Örgütte Adnan Oktar'a sorgusuz ve koşulsuz itaat sisteminin
oluştuğunu söyleyen G.S., en ufak bir şeyin bile Oktar'a
sorulduğunu belirtti. Oktar'ın izin vermediği hiçbir şeyi
yapamadıklarını belirten G.S. şöyle devam etti:
"Herkes kazandığı tüm paraları ve ailesinden kalan tüm mirası
örgüte aktarıyordu. Öyle ki Adnan Oktar ailesi yaşlı olanlara 'hâlâ
yaşıyorlar mı?' diye sorar, bir an önce ölmelerini bekler ve
miraslarına el koymak isterdi."
"Kızlar erkeklere sunulurdu"
Cinsellikle ilgili konularda da Oktar'ın verdiği hükümlerin geçerli
olduğunu polise anlatan G.S. ifadesinde Oktar'ın evli olmayan
kişiler arasında yaşanan ilişkinin helal olduğunu söylediğini
belirtti.
Herkesin bu şekilde cinsellik yaşadığını söyleyen G.S. "Örgüte
katılan bazı kızlar bütün erkek örgüt üyelerinin cinsel
ihtiyaçlarını karşılamak üzere sunulurdu. Kızlar buna itiraz
edemezdi çünkü bunu Mehdi'nin emri olarak görürdü" dedi.

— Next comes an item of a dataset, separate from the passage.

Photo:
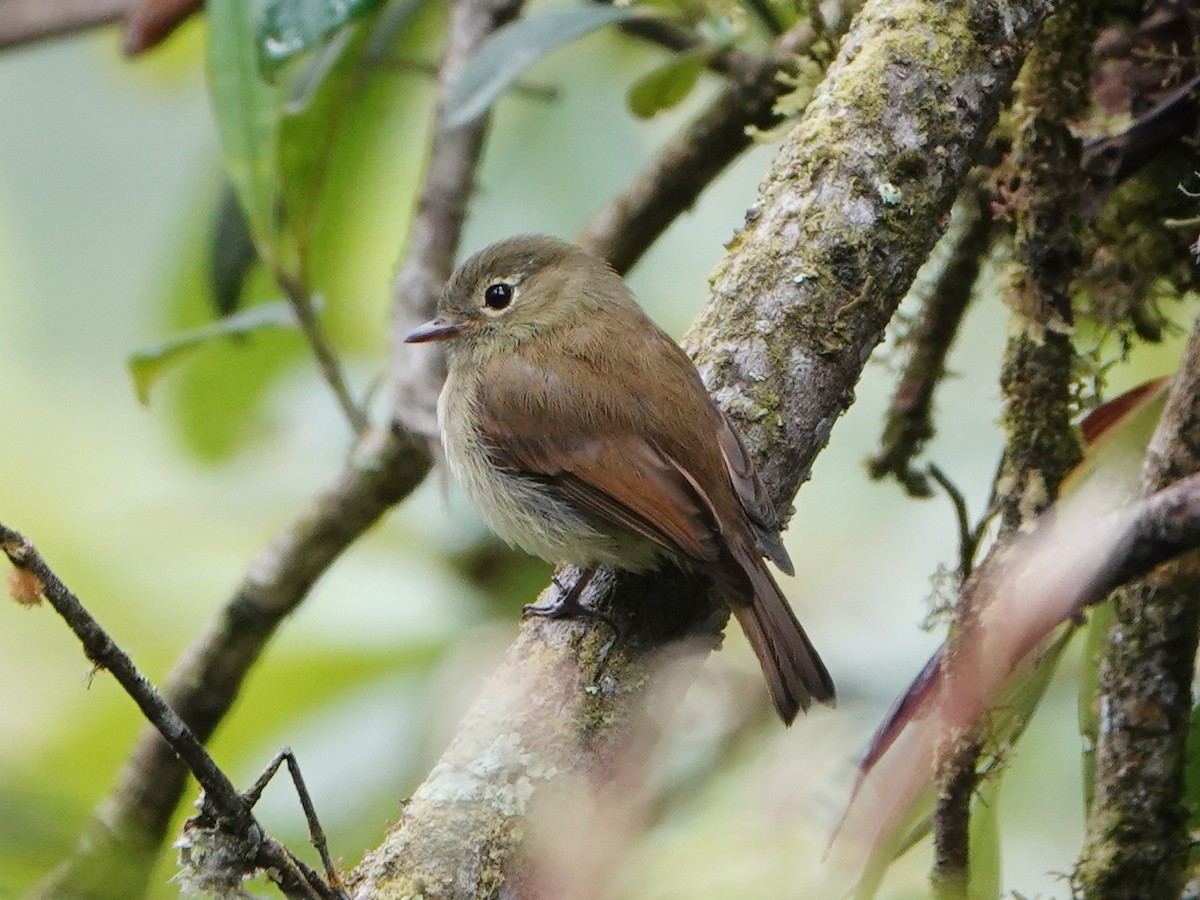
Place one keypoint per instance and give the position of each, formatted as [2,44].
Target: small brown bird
[583,435]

Ayrıca yeni gelen bazı kızların evlilik bahanesiyle kandırıldığını
belirten G.S., "Evleneceği kişi 'Diğer arkadaşlarımla da birlikte
olmazsan seninle evlenmem' diye kızları kandırırdı. Kızlar bu
şekilde turnike denen iğrenç sisteme dahil olur ve her gün onlarca
örgüt üyesiyle birlikte olurlardı. Bu sisteme itiraz eden olursa
örgüt üyeleri tarafından aşağılanır ve gizli kameraya çekilmiş
olabileceğini düşünerek korkudan şikâyetçi olamazdı" diye
konuştu.
"Örgütten ayrılırsam lanet üzerimde olsun"
yemini
Oktar'ın yeni gelen herkese örgütten ayrılmaması için "Eğer
cemaatten ayrılırsam Allah'ın, meleklerin ve tüm lanet edicilerin
laneti üzerime olsun" diye yemin ettirdiğini söyleyen G.S.
özellikle kızların baskı altında tutulduğunu ifade etti.

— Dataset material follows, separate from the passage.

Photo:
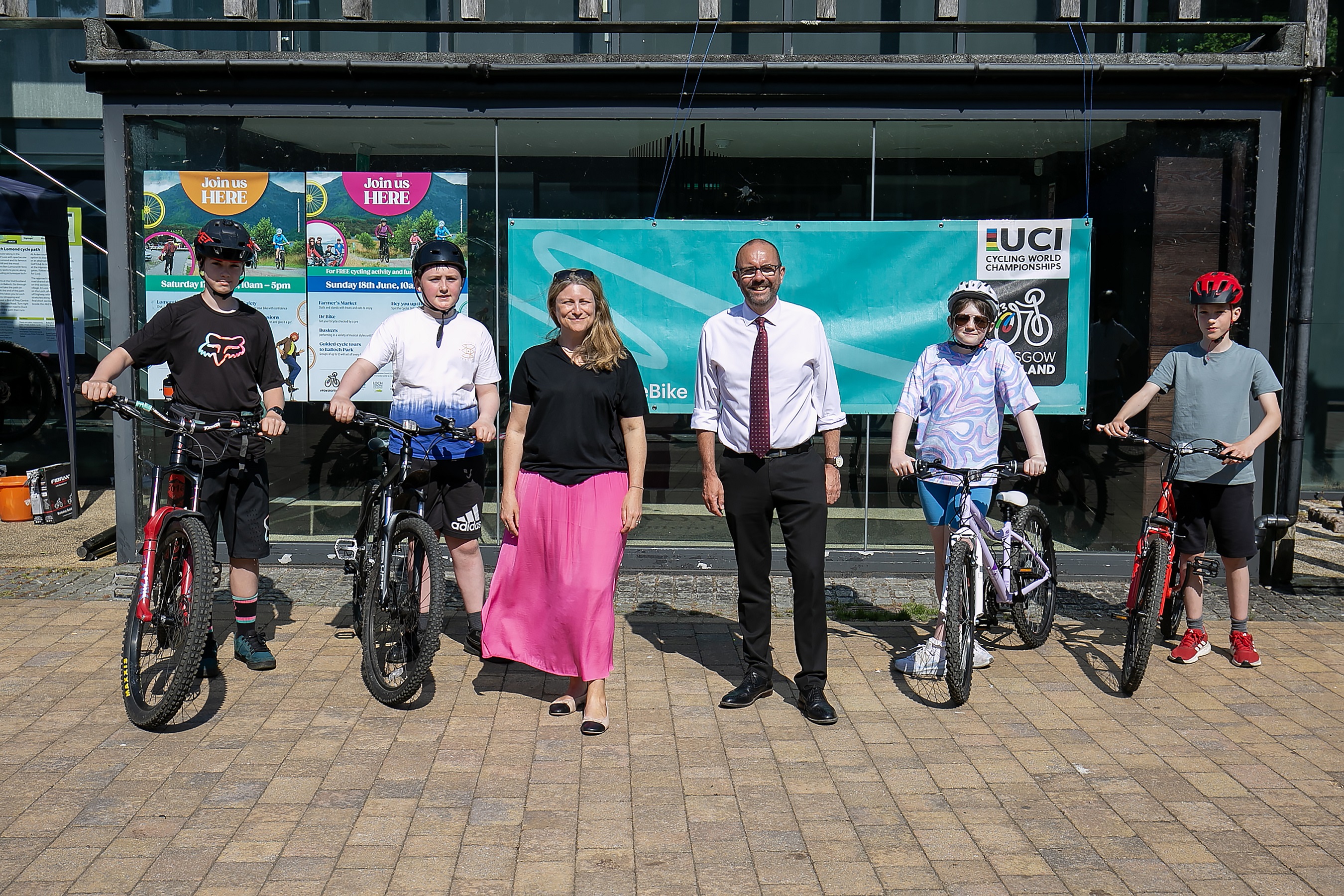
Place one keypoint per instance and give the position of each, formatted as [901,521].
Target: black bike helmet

Adnan Oktar'ın, namazın iki vakit olduğunu söyleyip bu şekilde
kıldırdığını belirten G.S., "Namazda Kur'an ayetlerinden okunmaz,
sadece tesbih yapılır. Abdestte ayak yıkanmaz, kuru şekilde mesh
edilir, baş da kuru şekilde mesh edilir. Başörtüsünün Kuran'da
olmadığını, bikininin tesettür için yeterli olduğunu söyler" diye
konuştu.
"2 kız kardeşle nikâh yaptı"
Adnan Oktar'ın yüzlerce kızla sözde imam nikahı yaptığını hatta
aynı anda 2 kız kardeşin de buna dahil edildiğini anlatan G.S.
"Kızı karşısına alarak ‘Seni aldım, kabul ettin mi?' ve yanındaki 2
kişiye de 'şahit oldunuz mu?' diyerek nikah yapar. Aldığı kişileri
de eş olarak değil cariye olarak alır" ifadelerini kullandı.
Evlilikte Oktar için sınırlı bir sayının olmadığını vurgulayan G.S.
"Yüzlerce kadını cariye olarak almıştır. Lezbiyenliğin helal
olduğunu söyler ‘iki tane tertemiz kadının birbirini sevmesi neden
yasak olsun ki, Kuran'da bu tarz bir yasak yoktur' der. Şarap ve
şampanya dışında tüm içkilerin helal olduğunu söyler, yayınlar da
dahil olmak üzere sürekli viski ya da votka içer" şeklinde ifade
verdi.
"16 yıl sonra kaçtım"
Girdiği yerin bir bataklık olduğunu ve nasıl kurtulacağını uzun
süre düşündüğünü anlatan G.S., böyle bir toplumun İslam'la hiçbir
bağlantısının olmadığını söyledi. Ayrılmaya karar verdiğinde çok
zor bir süreç içine girdiğini belirten G.S. şöyle devam etti:
"Tabii örgütten ayrılmak öyle kolay bir şey değil. 'Ben artık sizle
aynı görüşte değilim, sizden ayrılmak istiyorum' gibi bir şey söz
konusu değil. Ayrılma ihtimali olan kişiler çok sıkı güvenlik
önlemlerine tabi tutulurlar, zırhlı araçlarla birkaç silahlı
kişinin gözetiminde gidip gelirler. 3 ay kaçmak için uygun zaman
aradım. Gece herkesin uyuduğu bir saatte kapının kilidini
sezdirmeden açıp çağırdığım taksi ile kaçıp ailemin yanına
döndüm."
Oktar'ın cemaatten ayrılan kişilere münafık dediğini polise anlatan
G.S., bu kişilere takma isimler bulunup, aleyhinde sosyal medyada
aşağılayıcı paylaşımların yapıldığını belirtti.